Wednesday 1 March 2017

The first five years of a child’s life is a time of great promise and rapid change, when the developing brain is most open to the influence of relationships and experiences. However, millions of children across the world are at risk of not reaching their full potential because they do not get the care and early simulation they need.

“Unless governments prioritize starting early, we won’t get close to achieving inclusive and quality education for all by 2030. Investment in the early years is an investment in the human capital of whole nations,” says Helle Thorning-Schmidt, CEO of Save the Children International.

Save the Children’s new report Windows into Early Learning and Development presents research on early childhood development (ECD), and makes recommendations about what is needed to improve children’s exposure to care, stimulation, and play in the early years that will influence their lifelong development.

The report uses recent IDELA (International Development and Early Learning Assessment) evidence to investigate factors influencing child development, and ECD approaches that work for children in low- and middle-income countries. It shares lessons learned from existing ECD programmes, and identifies strategies and approaches that are improving learning and development for the world’s most deprived children.

“Our imperative and greatest challenge is to give priority to the children who are most deprived, to fulfill their right to learn. Investing in early learning opportunities is one of the smartest investments we can make to address inequality and poor learning outcomes. We simply cannot ignore this evidence. Save the Children therefore calls on governments and development partners to scale up efforts to ensure every girl’s and boy’s right to learn, by making quality early childhood development, care and learning available to all children,” says Tove Wang CEO of Save the Children Norway and Head of Save the Children’s Education Global Theme. 

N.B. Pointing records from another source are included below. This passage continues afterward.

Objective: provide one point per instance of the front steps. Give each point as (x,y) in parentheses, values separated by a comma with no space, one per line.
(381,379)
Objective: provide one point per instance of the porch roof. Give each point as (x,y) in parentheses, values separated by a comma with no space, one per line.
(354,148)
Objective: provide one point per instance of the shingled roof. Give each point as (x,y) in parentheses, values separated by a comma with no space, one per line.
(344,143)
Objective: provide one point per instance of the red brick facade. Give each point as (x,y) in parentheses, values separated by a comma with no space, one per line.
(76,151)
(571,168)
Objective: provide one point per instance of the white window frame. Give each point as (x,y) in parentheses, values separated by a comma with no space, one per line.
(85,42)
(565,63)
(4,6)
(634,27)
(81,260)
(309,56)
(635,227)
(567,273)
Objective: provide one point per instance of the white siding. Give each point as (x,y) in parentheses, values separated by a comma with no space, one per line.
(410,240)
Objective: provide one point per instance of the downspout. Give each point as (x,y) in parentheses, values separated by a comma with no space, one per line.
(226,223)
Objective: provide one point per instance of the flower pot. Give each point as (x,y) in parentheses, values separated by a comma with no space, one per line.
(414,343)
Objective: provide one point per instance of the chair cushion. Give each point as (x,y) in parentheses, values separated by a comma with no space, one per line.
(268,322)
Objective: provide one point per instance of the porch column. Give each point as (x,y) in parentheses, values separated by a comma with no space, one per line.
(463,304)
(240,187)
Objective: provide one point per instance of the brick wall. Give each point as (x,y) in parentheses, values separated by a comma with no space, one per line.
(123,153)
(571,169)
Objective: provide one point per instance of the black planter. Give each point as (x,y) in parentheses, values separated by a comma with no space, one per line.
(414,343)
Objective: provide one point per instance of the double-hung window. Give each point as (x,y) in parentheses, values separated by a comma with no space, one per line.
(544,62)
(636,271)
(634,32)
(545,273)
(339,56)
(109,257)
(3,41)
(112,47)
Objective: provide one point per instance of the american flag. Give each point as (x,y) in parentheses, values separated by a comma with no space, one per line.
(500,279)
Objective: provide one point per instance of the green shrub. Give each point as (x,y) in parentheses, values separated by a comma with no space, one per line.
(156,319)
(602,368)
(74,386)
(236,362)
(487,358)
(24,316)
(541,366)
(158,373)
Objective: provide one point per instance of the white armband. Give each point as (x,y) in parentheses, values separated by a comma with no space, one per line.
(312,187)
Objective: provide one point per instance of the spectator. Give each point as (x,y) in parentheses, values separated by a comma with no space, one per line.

Four lessons from IDELA: Evidence to action

  1. To reach the most vulnerable children, we need to go beyond preschools.
    To reach the SDGs and ensure that all girls and boys, especially the most deprived, are developmentally on-track requires continued investment in interventions beyond preschool walls. As countries work towards universal preschool coverage, alternative strategies are needed to support children who need an early learning boost where there is no preschool.
  2. Caring and stimulating environments – at homes and in centres – improve child development.
    High quality caregiving must be supported both in homes and in centers to build strong foundations for young girls and boys. Parents’ daily interactions with their children are a critical factor impacting a child’s development. Center-based ECD programmes need to have a primary focus on the quality of activities and interactions with young children.
  3. Serious focus and investment is needed to close the early gaps for the most vulnerable young children.
    Rural, linguistic minority and refugee children need urgent support as they are falling behind those who have a more stable environment. These gaps can be addressed with targeted early interventions. The effects of adversity on child development are cumulative, so interventions need to address the various risk factors to support early learning as well as social protection. Early childhood interventions can be equalizing when effectively targetting the most deprived.
  4. Start early!
    This is Save the Children’s first principle of literacy. The earlier children receive learning support at home or in centers, the less likely they are to be at risk for poor developmental outcomes. Through our preschool work in many countries, we have learned that interventions for older children can open doors and foster dialogue about early learning and development for children before primary school age and even under the age of three.